Rabu, 12 Agustus 2015

Enam Menteri Baru yang Dilantik Presiden hari ini,

Begini Cerita Otak-atik Reshuffle Kabinet Jokowi Foto: Laily/Setpres
Jakarta - Presiden Joko Widodo (Jokowi) akhirnya mengganti susunan kabinetnya. Pengumuman reshuffle akan dilakukan siang ini di Istana Negara, Jakarta.

Ada sejumlah menteri yang digeser posisinya, ada pula yang diganti. Seperti apa ceritanya?

Kepastian tentang reshuffle baru terjadi Selasa kemarin setelah Presiden Jokowi melakukan pertemuan khusus dengan Wakil Presiden Jusuf Kalla. Mereka sepakat sejumlah menteri untuk diganti, antara lain Menteri Koordinator Maritim, Menko Ekuin, Menteri Perdagangan, Menko Polhukam, Kepala Staf Kepresidenan dan Sekretaris Kabinet.

Sebagian dari menteri itu hanya direposisi. Misalnya Kepala Staf Kepresidenan Luhut Binsar Pandjaitan yang digeser menjadi Menteri bidang Politik Hukum dan Keamanan (Polhukam) menggantikan Tedjo Edhi Purdijatno.

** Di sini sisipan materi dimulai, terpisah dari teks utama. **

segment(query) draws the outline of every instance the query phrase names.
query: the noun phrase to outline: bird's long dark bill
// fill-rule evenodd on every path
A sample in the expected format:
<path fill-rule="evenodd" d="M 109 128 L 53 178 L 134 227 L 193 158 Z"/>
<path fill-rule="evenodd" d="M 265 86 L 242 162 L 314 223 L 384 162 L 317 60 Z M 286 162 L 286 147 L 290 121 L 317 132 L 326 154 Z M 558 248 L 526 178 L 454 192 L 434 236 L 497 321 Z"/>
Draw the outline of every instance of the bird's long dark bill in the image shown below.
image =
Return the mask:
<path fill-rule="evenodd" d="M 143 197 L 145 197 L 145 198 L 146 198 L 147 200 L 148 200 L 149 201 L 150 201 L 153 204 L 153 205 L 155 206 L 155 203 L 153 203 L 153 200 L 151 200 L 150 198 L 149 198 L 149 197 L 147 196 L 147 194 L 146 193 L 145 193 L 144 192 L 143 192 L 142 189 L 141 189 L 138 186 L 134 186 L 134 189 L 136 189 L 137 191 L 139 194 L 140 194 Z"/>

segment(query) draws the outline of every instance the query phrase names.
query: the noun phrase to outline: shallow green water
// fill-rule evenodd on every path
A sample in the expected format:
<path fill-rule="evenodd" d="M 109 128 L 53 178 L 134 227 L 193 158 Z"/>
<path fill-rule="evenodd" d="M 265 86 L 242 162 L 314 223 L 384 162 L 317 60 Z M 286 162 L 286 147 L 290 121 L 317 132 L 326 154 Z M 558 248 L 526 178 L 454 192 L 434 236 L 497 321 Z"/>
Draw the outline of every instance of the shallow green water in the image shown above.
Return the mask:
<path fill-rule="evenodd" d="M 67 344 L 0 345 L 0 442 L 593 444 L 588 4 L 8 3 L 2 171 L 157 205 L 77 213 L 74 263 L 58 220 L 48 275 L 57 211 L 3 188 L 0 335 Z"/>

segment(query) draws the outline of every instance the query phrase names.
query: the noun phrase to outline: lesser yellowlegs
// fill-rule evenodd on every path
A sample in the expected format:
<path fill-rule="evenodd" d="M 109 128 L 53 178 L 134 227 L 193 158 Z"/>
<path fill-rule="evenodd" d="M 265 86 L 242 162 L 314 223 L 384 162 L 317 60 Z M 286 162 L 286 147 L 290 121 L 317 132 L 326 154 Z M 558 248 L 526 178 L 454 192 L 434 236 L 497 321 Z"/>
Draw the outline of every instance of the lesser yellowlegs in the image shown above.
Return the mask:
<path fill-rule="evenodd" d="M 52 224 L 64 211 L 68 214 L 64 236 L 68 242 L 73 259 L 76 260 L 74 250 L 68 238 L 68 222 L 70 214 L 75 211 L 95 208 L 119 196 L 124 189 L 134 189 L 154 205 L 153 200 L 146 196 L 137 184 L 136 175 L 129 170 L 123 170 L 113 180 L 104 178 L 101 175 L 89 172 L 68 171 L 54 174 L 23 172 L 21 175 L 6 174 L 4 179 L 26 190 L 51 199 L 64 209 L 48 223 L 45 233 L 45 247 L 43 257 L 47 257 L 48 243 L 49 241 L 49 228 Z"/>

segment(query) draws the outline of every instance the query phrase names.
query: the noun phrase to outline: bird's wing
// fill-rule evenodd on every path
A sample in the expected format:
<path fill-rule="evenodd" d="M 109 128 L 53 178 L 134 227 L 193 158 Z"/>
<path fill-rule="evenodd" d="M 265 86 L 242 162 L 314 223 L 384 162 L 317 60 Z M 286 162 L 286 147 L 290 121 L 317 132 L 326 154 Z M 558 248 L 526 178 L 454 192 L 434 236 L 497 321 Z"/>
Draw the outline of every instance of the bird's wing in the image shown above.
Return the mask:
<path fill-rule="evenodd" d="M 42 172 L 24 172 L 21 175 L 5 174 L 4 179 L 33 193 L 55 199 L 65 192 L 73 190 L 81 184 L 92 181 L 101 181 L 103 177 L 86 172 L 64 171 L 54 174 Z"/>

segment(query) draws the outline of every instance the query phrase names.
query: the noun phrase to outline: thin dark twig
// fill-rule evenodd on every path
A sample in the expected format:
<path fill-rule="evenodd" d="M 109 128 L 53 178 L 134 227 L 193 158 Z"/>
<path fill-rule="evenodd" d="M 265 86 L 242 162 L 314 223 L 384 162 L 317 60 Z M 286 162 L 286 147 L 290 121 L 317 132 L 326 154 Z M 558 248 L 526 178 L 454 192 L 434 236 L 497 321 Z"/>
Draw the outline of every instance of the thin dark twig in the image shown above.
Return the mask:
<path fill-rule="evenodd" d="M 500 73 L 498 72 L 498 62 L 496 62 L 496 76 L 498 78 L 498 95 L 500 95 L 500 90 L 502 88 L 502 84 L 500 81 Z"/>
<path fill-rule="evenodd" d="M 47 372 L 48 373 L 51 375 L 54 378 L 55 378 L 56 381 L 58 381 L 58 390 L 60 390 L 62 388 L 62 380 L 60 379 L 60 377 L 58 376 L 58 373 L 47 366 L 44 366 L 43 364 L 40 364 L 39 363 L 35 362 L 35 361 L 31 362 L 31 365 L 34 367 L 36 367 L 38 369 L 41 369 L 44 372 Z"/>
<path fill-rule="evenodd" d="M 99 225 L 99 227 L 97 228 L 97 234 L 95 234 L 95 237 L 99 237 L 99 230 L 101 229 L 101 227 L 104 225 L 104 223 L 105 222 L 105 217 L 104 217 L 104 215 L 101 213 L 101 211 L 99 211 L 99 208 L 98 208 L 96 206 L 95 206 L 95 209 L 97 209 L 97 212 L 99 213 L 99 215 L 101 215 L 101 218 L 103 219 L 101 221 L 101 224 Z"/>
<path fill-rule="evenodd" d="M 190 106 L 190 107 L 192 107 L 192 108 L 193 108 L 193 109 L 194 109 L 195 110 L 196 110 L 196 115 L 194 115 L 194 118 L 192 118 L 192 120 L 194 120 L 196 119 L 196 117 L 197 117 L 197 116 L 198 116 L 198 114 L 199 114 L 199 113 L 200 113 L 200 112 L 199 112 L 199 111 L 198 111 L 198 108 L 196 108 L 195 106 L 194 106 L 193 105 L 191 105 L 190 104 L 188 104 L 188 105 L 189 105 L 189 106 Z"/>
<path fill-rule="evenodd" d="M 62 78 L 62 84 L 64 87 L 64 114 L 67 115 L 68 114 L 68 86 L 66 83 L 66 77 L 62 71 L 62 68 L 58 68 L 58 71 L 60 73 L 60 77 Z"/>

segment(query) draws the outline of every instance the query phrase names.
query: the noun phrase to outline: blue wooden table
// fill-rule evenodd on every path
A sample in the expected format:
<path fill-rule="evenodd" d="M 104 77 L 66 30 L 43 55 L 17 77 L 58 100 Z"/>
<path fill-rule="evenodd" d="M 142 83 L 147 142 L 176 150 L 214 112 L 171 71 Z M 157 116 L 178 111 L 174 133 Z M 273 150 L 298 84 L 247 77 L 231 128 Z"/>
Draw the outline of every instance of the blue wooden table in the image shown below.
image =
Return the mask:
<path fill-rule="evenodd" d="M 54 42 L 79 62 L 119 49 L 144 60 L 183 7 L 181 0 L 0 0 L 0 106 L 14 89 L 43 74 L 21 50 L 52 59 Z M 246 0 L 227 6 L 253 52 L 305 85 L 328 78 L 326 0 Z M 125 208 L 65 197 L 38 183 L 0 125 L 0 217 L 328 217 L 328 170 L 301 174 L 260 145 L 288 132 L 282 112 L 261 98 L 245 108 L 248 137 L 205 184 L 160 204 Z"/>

Ada juga Menko Perekonomian Sofyan Djalil yang digeser menjadi Menteri Badan Perencanaan Pembangunan Nasional (Bappenas) menggantikan Andrinof Chaniago.

Selain reposisi, ada juga wajah baru yang akan mengisi kabinet Jokowi. Mereka akan menempati Menteri Perdagangan, Kepala Staf Kepresidenan, dan Sekretaris Kabinet.

Seorang sumber detikcom mengatakan untuk posisi Kepala Staf Kepresidenan dan Sekretaris Kabinet, Partai Demokrasi Indonesia Perjuangan (PDIP) mengusulkan nama Pramono Anung dan Ahmad Basarah. Namun Presiden Jokowi dipastikan hanya akan mengambil satu politisi PDIP masuk 'Istana': Pramono atau Basarah.

"Reshuffle akan banyak diisi profesional," kata sumber detikcom, Rabu (12/8/2015).

Selanjutnya Kepala Staf Kepresidenan hingga siang ini masih ada dua opsi yakni dirangkap oleh Luhut atau diisi oleh Andi Widjajanto.
 
Kepala Staf Kepresidenan Luhut Binsar Pandjaitan angkat bicara terkait reshuffle kabinet siang ini. Menurut dia Presiden punya pertimbangan khusus mengocok ulang kabinet di tengah sulitnya ekonomi global.

"Kalau itu sih, mengenai reshuffle itu kan sudah lama diwacanakan publik. Kalau beliau (Presiden) kan belum pernah mewacanakan. Ya sekarang mungkin beliau merasa sudah lihat ekonomi global begini mungkin perlu memperkuat teamworknya dia. Mungkin saya nggak tahu juga. Tentu ada pertimbangan," kata Luhut di Gedung Bina Graha, Jakarta Pusat, Rabu (12/8/2015).